Child labor laws are very serious in Michigan and must be respected. They were put in place to protect children, ensuring that they could not be exploited — as they had so often in the past. For all workers under 18, there are special rules that employers must follow.
It’s important to note that these rules do not just apply to who is allowed to work or how many hours they can put in during the week. They may also apply to the very hours that an underage worker can be on the clock.
For instance, under Michigan law, a person who is 15 years old or younger is not allowed to work after 9:00 p.m. or before 7:00 a.m. If that person works at a coffee shop that opens at 5:30 a.m. to accommodate the morning rush hour traffic, for instance, they cannot come into work at the very moment of opening. The general idea here is to prevent young workers from being forced to work overnight — a shift that few workers want to take — but it also applies to daytime shifts that start early or run late.

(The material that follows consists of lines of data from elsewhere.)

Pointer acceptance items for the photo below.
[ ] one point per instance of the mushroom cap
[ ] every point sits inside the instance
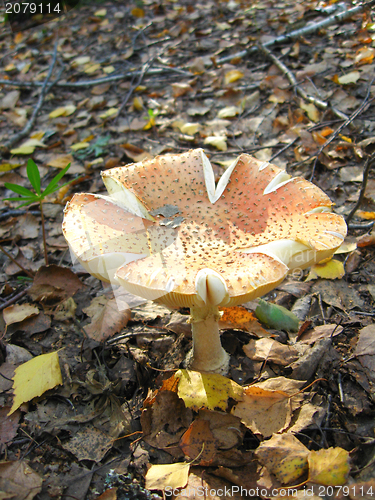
(166, 232)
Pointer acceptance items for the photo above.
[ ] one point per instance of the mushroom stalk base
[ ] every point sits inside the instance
(207, 354)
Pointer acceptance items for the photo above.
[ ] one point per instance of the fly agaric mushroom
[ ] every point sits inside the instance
(167, 233)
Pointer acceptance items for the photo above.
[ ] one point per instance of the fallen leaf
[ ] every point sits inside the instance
(270, 350)
(232, 76)
(218, 141)
(171, 476)
(164, 419)
(101, 13)
(240, 318)
(263, 411)
(28, 147)
(79, 145)
(206, 390)
(331, 270)
(198, 441)
(284, 456)
(351, 77)
(18, 481)
(34, 378)
(311, 111)
(19, 312)
(106, 318)
(89, 444)
(60, 161)
(67, 110)
(329, 467)
(228, 112)
(53, 284)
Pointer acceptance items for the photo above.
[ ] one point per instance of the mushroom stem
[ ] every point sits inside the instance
(208, 354)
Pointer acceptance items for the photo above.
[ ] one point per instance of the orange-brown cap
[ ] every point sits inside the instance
(166, 232)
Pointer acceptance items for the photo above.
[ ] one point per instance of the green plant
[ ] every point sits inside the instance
(28, 197)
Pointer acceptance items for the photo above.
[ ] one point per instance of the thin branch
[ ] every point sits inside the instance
(99, 81)
(28, 127)
(368, 164)
(144, 70)
(319, 103)
(311, 28)
(351, 118)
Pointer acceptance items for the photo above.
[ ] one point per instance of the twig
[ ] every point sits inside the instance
(99, 81)
(2, 249)
(292, 80)
(13, 299)
(26, 130)
(368, 164)
(144, 70)
(311, 28)
(351, 118)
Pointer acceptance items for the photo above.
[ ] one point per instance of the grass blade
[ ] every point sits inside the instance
(18, 189)
(33, 175)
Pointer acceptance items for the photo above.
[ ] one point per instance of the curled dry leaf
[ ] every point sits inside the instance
(19, 312)
(198, 441)
(329, 467)
(106, 318)
(284, 456)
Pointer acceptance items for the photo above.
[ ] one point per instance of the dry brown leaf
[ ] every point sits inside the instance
(198, 440)
(263, 411)
(106, 318)
(19, 312)
(270, 350)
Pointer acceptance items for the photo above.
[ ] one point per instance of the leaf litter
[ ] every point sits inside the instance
(201, 93)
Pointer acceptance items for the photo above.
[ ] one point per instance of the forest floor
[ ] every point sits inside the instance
(130, 82)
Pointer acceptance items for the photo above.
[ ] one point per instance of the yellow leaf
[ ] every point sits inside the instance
(91, 68)
(284, 456)
(138, 103)
(218, 141)
(34, 378)
(27, 147)
(233, 76)
(208, 390)
(79, 145)
(110, 112)
(5, 167)
(159, 477)
(228, 112)
(137, 12)
(81, 60)
(366, 215)
(329, 467)
(331, 270)
(37, 135)
(351, 77)
(109, 69)
(60, 161)
(149, 124)
(101, 13)
(311, 111)
(63, 111)
(190, 128)
(264, 411)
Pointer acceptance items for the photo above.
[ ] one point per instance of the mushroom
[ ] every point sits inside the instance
(167, 233)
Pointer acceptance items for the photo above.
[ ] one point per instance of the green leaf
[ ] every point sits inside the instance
(33, 174)
(57, 177)
(18, 189)
(275, 316)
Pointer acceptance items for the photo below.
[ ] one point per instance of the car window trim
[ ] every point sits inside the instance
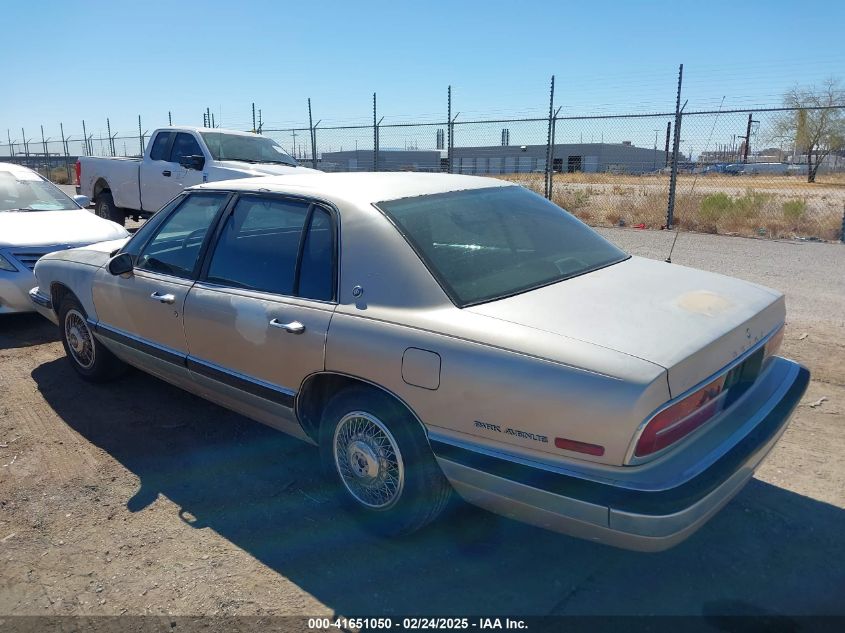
(228, 196)
(172, 135)
(154, 220)
(173, 142)
(312, 203)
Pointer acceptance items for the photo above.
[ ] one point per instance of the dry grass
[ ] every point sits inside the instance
(764, 205)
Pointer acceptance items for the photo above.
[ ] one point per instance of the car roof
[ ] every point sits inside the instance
(218, 130)
(359, 187)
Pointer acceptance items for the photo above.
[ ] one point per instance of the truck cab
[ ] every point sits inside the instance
(176, 158)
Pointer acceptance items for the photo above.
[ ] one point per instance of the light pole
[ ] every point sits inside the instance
(654, 162)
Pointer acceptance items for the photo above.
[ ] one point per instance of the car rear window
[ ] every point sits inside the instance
(486, 244)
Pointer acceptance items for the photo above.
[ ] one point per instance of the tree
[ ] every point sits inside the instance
(815, 124)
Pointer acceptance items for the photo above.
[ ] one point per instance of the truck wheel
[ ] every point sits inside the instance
(105, 209)
(89, 357)
(376, 451)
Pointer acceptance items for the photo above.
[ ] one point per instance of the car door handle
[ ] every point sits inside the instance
(294, 327)
(163, 298)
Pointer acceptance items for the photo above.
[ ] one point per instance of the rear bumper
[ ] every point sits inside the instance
(620, 513)
(43, 304)
(14, 291)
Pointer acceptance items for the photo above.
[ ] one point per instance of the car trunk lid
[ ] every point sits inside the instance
(691, 322)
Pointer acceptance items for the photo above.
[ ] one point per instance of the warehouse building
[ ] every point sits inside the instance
(622, 158)
(388, 160)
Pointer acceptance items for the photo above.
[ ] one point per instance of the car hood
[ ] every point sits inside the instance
(261, 169)
(690, 322)
(39, 228)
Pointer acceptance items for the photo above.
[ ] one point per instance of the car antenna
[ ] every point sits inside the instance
(668, 260)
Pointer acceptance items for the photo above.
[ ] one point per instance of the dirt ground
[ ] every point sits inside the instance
(137, 498)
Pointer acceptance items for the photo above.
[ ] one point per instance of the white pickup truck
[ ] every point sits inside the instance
(176, 158)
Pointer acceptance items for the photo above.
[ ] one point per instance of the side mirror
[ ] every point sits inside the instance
(193, 162)
(121, 264)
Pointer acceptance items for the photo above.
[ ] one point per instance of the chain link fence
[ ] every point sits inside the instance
(762, 172)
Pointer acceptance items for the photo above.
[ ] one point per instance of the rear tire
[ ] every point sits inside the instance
(89, 357)
(106, 209)
(377, 453)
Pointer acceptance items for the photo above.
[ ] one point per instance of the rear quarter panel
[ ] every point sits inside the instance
(75, 274)
(121, 174)
(498, 398)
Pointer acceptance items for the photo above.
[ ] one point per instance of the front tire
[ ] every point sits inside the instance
(86, 354)
(106, 209)
(377, 453)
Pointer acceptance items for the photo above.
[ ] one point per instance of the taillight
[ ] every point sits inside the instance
(682, 418)
(773, 344)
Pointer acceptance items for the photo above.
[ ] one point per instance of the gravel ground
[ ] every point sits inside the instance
(138, 498)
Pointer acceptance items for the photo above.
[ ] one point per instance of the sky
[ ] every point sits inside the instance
(94, 60)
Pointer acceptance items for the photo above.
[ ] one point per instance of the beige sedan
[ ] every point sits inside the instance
(436, 332)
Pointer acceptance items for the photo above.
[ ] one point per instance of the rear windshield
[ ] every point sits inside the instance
(485, 244)
(30, 192)
(246, 148)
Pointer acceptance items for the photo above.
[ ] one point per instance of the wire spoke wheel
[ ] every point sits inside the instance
(80, 341)
(368, 460)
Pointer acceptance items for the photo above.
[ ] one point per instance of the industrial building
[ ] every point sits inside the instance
(388, 160)
(568, 158)
(505, 159)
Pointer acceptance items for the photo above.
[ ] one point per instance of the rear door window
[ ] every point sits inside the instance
(175, 248)
(184, 145)
(284, 247)
(160, 144)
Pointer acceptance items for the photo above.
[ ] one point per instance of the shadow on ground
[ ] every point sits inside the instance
(25, 330)
(769, 551)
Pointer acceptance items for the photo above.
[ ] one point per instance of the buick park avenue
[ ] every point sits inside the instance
(434, 333)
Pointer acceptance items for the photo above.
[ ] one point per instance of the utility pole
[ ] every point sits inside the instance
(46, 153)
(747, 138)
(449, 130)
(548, 183)
(313, 136)
(673, 177)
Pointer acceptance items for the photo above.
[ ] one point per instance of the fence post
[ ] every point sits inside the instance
(111, 140)
(548, 183)
(66, 153)
(842, 232)
(449, 130)
(375, 136)
(673, 178)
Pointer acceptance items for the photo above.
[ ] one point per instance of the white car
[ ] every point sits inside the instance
(37, 218)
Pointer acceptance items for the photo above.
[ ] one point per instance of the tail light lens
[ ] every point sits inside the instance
(773, 344)
(682, 418)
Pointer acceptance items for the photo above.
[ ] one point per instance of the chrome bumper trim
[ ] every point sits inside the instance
(40, 300)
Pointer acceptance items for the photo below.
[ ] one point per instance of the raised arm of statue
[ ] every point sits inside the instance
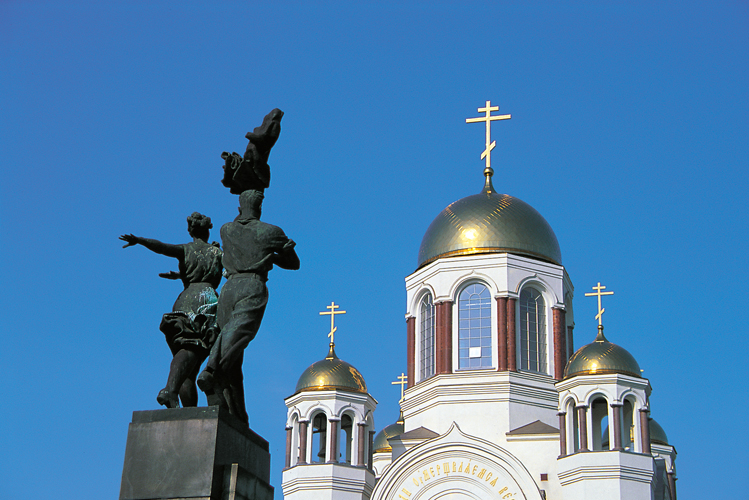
(176, 251)
(287, 257)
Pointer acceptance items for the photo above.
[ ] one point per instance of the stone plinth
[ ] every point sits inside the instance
(194, 453)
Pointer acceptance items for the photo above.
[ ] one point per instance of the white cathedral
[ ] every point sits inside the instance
(498, 404)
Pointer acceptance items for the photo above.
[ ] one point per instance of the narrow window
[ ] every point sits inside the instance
(319, 438)
(532, 331)
(426, 338)
(474, 327)
(347, 438)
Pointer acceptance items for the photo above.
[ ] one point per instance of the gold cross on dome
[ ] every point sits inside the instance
(599, 293)
(488, 118)
(402, 381)
(332, 314)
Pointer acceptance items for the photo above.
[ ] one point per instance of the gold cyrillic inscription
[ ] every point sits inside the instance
(465, 467)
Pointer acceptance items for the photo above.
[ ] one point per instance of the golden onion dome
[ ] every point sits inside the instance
(380, 443)
(657, 434)
(489, 222)
(331, 373)
(601, 356)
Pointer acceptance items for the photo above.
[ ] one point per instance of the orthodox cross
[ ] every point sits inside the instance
(402, 381)
(488, 118)
(599, 293)
(332, 314)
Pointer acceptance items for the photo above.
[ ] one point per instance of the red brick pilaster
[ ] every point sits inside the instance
(410, 350)
(672, 484)
(560, 348)
(512, 364)
(502, 333)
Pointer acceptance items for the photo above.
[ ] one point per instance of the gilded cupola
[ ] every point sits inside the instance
(331, 373)
(601, 356)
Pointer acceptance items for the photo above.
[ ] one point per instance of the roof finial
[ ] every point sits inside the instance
(599, 293)
(333, 328)
(488, 118)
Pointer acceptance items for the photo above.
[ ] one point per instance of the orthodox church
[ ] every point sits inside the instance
(498, 404)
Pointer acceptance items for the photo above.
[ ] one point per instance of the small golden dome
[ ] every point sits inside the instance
(601, 356)
(331, 373)
(380, 442)
(489, 222)
(657, 434)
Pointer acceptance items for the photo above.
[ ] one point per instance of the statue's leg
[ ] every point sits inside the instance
(237, 391)
(188, 391)
(183, 364)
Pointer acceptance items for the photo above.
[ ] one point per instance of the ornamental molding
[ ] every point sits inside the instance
(460, 464)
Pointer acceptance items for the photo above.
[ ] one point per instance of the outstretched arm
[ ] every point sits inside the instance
(287, 257)
(176, 251)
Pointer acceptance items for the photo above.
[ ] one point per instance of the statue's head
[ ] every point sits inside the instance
(199, 225)
(250, 203)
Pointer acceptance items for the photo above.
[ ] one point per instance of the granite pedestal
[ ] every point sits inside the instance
(194, 453)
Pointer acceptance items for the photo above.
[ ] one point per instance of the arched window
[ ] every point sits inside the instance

For workers who are 16 and 17 years old, there are also restrictions. They cannot work until later than 10:30 p.m. if it is a school night and they are enrolled in school. They also cannot work before 6:00 a.m. If they are on vacation from school or if it is a weekend, the night deadline gets extended to 11:30 p.m. Those who are not going to school at all get to use this 11:30 p.m. deadline all the time, but they still cannot work before 6:00 a.m. until they turn 18.
It’s important to keep these laws and regulations in mind, as having children work when they’re too young or at times when it is prohibited can qualify as abuse. Those facing such accusations need to know what options they have.